Airborne radio occultation geometry. GPS signals are recorded as a GPS satellite sets, with raypaths successively sampling deeper into the atmosphere or successively shallower as a GPS satellite rises. The tangent points are the points of closest approach of each raypath to the Earth's surface. The consecutive points are indicated by red dots, which drift horizontally away from the aircraft as altitude decreases for a setting satellite. The atmosphere is most dense at the tangent point, so the measured refractive delays are most strongly influenced by the atmospheric properties at this location. Retrievals of atmospheric refractivity are represented as values along these slanted tangent point profiles.

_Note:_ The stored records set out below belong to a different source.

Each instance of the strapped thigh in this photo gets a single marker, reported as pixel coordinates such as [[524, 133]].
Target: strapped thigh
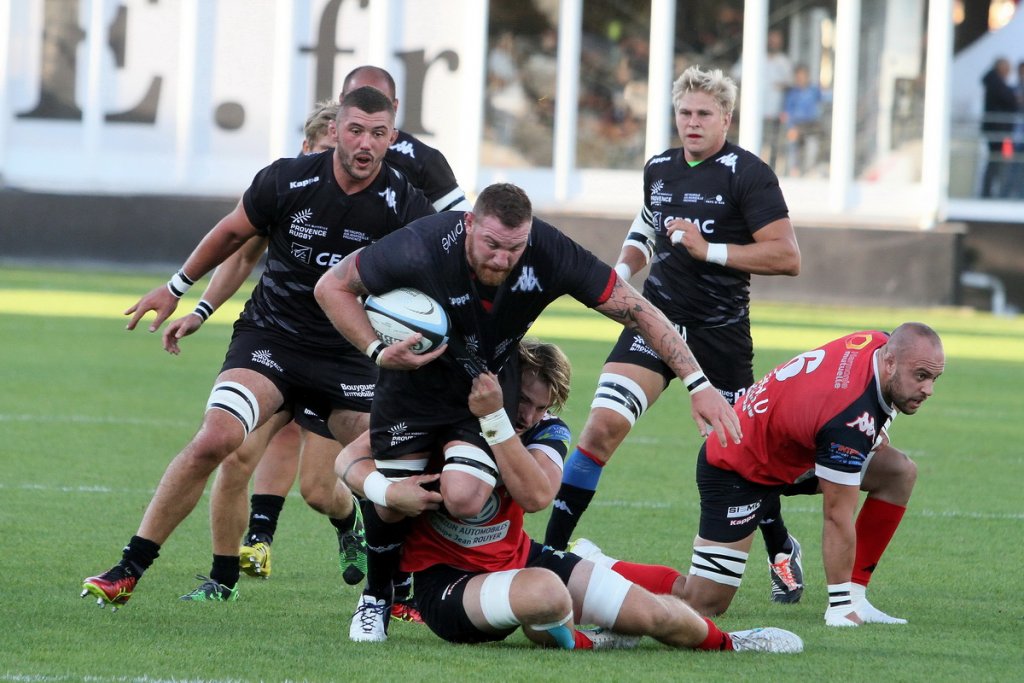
[[238, 400], [718, 563], [620, 393]]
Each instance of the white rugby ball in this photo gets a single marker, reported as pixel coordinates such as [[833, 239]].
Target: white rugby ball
[[398, 313]]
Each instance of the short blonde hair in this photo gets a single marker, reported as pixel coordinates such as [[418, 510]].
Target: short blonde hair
[[318, 120], [713, 82], [551, 367]]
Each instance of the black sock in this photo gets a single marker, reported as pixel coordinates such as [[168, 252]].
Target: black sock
[[569, 505], [264, 510], [773, 529], [383, 552], [139, 555], [225, 569], [402, 587]]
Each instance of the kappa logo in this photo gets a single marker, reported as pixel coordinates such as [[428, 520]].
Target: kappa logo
[[389, 199], [864, 423], [404, 147], [262, 356], [527, 281], [301, 252]]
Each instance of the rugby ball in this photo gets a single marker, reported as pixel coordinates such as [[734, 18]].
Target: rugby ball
[[398, 313]]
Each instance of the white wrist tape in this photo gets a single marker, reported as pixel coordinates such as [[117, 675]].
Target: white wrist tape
[[203, 309], [496, 427], [717, 253], [375, 488], [695, 382], [179, 284], [374, 350]]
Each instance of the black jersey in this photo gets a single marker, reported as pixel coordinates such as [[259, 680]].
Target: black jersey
[[431, 257], [427, 169], [312, 224], [730, 197]]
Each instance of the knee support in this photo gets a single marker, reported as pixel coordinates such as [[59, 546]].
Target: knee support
[[605, 594], [238, 400], [472, 461], [720, 564], [621, 394]]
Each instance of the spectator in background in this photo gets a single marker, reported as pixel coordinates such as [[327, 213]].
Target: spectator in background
[[802, 122], [776, 79], [996, 127], [506, 98]]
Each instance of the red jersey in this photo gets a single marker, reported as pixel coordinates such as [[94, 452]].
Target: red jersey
[[495, 540], [822, 411]]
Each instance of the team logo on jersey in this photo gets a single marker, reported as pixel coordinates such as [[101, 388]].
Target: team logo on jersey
[[389, 199], [527, 281], [262, 356], [403, 147], [864, 423], [728, 160], [657, 197], [296, 184], [301, 252]]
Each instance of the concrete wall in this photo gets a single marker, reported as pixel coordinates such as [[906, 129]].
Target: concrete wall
[[841, 265]]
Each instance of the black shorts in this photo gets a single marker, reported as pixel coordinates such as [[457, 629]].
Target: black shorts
[[730, 506], [313, 383], [439, 595], [420, 413], [725, 354]]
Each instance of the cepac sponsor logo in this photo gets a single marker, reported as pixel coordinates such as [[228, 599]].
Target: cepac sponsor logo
[[404, 147], [297, 184], [728, 160], [864, 423], [527, 281]]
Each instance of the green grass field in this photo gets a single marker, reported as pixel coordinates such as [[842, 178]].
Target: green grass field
[[90, 415]]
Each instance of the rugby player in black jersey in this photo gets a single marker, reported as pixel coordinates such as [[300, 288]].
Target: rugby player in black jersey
[[284, 353], [494, 269], [273, 450], [713, 214]]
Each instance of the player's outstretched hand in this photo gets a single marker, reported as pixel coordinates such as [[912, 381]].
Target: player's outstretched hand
[[399, 355], [485, 396], [713, 413], [411, 497], [160, 300], [179, 329]]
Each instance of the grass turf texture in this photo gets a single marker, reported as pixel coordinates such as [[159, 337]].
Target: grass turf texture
[[91, 415]]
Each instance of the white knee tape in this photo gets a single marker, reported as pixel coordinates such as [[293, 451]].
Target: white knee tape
[[621, 394], [722, 565], [495, 599], [605, 594], [237, 399], [472, 461]]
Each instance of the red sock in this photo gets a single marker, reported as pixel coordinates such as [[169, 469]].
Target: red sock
[[655, 578], [583, 642], [876, 525], [717, 639]]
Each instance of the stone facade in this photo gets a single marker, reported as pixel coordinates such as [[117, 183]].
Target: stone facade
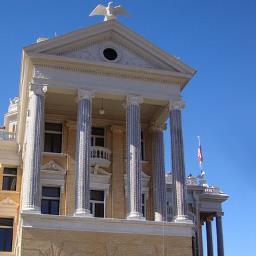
[[125, 99], [73, 243]]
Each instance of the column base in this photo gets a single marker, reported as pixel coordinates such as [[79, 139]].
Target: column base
[[31, 210], [135, 216], [182, 219], [83, 213], [159, 217]]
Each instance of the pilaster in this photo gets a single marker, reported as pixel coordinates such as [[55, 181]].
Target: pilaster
[[118, 197], [34, 139], [159, 186], [178, 166], [83, 145], [133, 142]]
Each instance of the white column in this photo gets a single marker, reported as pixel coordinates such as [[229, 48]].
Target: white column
[[83, 151], [159, 186], [209, 236], [178, 166], [34, 143], [220, 243], [133, 152]]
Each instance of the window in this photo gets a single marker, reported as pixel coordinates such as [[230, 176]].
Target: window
[[9, 179], [53, 138], [144, 205], [97, 203], [6, 233], [98, 137], [142, 146], [50, 200]]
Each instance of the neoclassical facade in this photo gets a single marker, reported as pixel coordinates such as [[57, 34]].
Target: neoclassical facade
[[83, 150]]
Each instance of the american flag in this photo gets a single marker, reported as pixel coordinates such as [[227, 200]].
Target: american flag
[[199, 152]]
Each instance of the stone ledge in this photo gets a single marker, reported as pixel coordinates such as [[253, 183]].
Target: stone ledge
[[39, 221]]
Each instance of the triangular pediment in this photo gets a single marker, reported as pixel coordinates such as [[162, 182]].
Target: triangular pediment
[[132, 50]]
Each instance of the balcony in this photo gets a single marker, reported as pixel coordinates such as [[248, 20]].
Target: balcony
[[7, 136], [100, 156]]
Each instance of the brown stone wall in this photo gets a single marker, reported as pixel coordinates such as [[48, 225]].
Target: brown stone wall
[[74, 243]]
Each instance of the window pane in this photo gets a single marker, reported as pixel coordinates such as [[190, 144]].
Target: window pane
[[45, 206], [9, 183], [52, 142], [7, 222], [99, 210], [53, 127], [143, 198], [97, 195], [6, 234], [91, 208], [12, 171], [99, 142], [98, 131], [50, 192], [54, 207]]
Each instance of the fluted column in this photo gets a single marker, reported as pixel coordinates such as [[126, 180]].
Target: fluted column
[[34, 134], [178, 166], [220, 243], [83, 147], [200, 239], [118, 196], [209, 237], [158, 173], [133, 151]]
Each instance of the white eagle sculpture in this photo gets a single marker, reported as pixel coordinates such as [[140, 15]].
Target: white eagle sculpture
[[109, 12]]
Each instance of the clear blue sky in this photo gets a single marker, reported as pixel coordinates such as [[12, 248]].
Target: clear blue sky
[[218, 39]]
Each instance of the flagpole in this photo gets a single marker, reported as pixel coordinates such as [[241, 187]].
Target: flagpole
[[199, 148]]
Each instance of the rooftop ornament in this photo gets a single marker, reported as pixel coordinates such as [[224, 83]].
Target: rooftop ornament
[[109, 12]]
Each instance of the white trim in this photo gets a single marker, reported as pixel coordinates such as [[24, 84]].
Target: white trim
[[51, 222]]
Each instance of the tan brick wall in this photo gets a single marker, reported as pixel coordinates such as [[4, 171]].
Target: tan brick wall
[[14, 196], [74, 243]]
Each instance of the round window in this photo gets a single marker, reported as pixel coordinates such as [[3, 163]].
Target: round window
[[110, 54]]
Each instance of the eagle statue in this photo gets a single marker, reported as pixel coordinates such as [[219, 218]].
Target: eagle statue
[[109, 12]]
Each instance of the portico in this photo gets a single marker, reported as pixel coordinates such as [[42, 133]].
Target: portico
[[101, 127]]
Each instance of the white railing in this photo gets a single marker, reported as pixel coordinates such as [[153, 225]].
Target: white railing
[[4, 135], [100, 156], [211, 190]]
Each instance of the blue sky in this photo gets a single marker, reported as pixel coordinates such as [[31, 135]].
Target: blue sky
[[218, 39]]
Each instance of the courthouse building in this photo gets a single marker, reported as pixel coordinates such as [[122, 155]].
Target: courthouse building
[[82, 155]]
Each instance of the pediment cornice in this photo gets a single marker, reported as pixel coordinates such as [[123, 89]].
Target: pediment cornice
[[116, 32], [108, 69]]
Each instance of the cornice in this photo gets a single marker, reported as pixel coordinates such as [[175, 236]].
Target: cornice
[[109, 69], [60, 44]]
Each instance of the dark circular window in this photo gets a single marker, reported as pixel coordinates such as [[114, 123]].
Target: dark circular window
[[110, 54]]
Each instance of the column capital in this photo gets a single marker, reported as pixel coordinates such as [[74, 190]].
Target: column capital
[[117, 129], [38, 89], [134, 99], [85, 94], [179, 105], [158, 127], [219, 214]]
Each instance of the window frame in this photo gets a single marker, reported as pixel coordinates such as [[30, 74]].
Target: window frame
[[144, 204], [93, 202], [50, 198], [12, 233], [54, 132], [94, 137], [10, 175]]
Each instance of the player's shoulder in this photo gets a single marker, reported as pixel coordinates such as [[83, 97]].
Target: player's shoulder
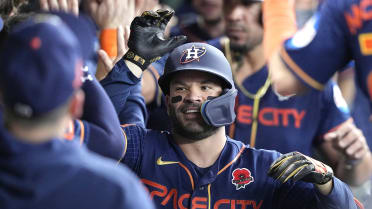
[[103, 171]]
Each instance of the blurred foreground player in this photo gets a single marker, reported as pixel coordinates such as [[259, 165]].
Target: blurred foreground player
[[40, 85], [197, 165]]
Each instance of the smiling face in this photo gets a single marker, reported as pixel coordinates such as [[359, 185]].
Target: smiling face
[[242, 24], [188, 91]]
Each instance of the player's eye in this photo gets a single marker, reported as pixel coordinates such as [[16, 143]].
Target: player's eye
[[206, 87], [179, 88]]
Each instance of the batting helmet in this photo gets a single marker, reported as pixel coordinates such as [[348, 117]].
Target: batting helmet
[[203, 57]]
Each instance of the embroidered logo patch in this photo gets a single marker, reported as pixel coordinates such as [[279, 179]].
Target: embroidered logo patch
[[192, 54], [241, 178]]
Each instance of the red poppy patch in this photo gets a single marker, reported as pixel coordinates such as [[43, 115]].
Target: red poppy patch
[[241, 178]]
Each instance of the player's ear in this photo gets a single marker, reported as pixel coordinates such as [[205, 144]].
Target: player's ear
[[77, 104]]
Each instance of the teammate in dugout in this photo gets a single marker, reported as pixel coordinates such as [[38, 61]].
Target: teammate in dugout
[[267, 120], [197, 165], [40, 85], [340, 31]]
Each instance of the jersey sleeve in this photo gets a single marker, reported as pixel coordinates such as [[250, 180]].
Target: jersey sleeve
[[134, 138], [335, 110], [119, 84], [318, 50]]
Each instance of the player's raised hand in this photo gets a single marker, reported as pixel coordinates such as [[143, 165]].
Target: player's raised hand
[[106, 63], [147, 42], [70, 6], [297, 166], [349, 140]]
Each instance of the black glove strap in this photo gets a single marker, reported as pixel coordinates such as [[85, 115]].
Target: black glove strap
[[138, 60]]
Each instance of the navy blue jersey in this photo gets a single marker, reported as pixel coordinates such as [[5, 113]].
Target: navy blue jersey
[[340, 31], [99, 128], [237, 179], [286, 123], [61, 174]]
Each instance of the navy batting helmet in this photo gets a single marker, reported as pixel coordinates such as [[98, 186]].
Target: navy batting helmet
[[204, 58]]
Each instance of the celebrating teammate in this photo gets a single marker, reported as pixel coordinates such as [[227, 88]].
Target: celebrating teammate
[[339, 32], [197, 165], [41, 68]]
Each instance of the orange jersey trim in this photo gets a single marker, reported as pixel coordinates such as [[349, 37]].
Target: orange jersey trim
[[82, 131], [125, 146], [338, 126]]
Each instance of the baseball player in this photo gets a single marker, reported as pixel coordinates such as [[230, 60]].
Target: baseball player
[[298, 122], [40, 83], [339, 32], [197, 165]]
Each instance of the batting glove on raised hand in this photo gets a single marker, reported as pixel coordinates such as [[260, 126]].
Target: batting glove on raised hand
[[297, 166], [147, 42]]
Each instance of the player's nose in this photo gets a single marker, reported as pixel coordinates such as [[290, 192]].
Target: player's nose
[[193, 95]]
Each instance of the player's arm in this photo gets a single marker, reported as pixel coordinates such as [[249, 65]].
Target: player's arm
[[331, 192], [311, 56], [347, 148]]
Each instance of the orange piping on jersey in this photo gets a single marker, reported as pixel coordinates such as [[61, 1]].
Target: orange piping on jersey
[[236, 157], [153, 70], [188, 173], [70, 133], [81, 131], [369, 85], [209, 196], [296, 69], [125, 147], [159, 93], [256, 103], [359, 204], [232, 130]]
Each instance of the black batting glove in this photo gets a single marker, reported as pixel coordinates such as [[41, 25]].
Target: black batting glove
[[146, 41], [297, 166]]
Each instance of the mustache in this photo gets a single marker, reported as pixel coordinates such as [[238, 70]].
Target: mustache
[[185, 107]]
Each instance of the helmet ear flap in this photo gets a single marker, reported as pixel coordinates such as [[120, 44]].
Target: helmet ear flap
[[219, 111]]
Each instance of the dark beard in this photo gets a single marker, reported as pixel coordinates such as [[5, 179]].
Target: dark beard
[[178, 128]]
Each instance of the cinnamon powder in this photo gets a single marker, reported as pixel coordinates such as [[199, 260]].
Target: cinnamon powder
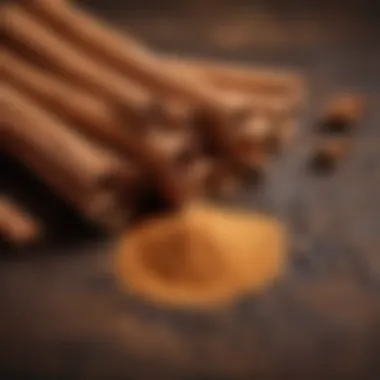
[[201, 256]]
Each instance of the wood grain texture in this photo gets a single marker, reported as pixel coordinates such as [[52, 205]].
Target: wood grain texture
[[62, 315]]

GPS/MET was the first mission to demonstrate that profiles could be retrieved for the Earth's atmosphere using this technique [Kursinski et al., 1996]. Since then, several missions have been launched, most notably the Constellation Observing System for Meteorology Ionosphere and Climate (COSMIC)/Formosa Satellite-3 (FORMOSAT-3) constellation [Anthes et al., 2008], which provides radio occultation (RO) observations on a routine basis. Operationally, spaceborne RO data have improved global numerical weather model forecasts [Healy and Thepaut, 2006; Poli et al., 2008]. However, RO data have only brought limited improvement on regional short-term weather simulations and forecasts of high-impact weather in tropical storms [Kueh et al., 2009]. One reason for this is that for targeted areas, spaceborne RO sampling in time and space is still relatively sparse. For example, in a case study of the 2006 Typhoon Kaemi [Chen et al., 2009], only seven RO profiles were available within the 6000 km × 6000 km model domain and within ± 3 h of the initialization time. The closest profile was more than 600 km from the typhoon center, and the overall impact on the forecast track and rainfall was inconclusive. Other studies have investigated the impact of spaceborne RO in forecasting tropical cyclones [Huang et al., 2005; Kueh et al., 2009] and have shown that localized regions where the moisture increment is high relative to the first guess model have produced significant changes in low-level and midlevel circulations. In a study showing positive results for the 2006 Hurricane Ernesto, assimilation of GPS RO profiles during the 2 days before hurricane genesis resulted in an improvement of the hurricane intensification forecast [Liu et al., 2012]. As in several other cases, the improvement was shown to be a result of assimilating only a few key RO profiles, by chance located nearby and upstream of the storm [Huang et al., 2010; Liu et al., 2012].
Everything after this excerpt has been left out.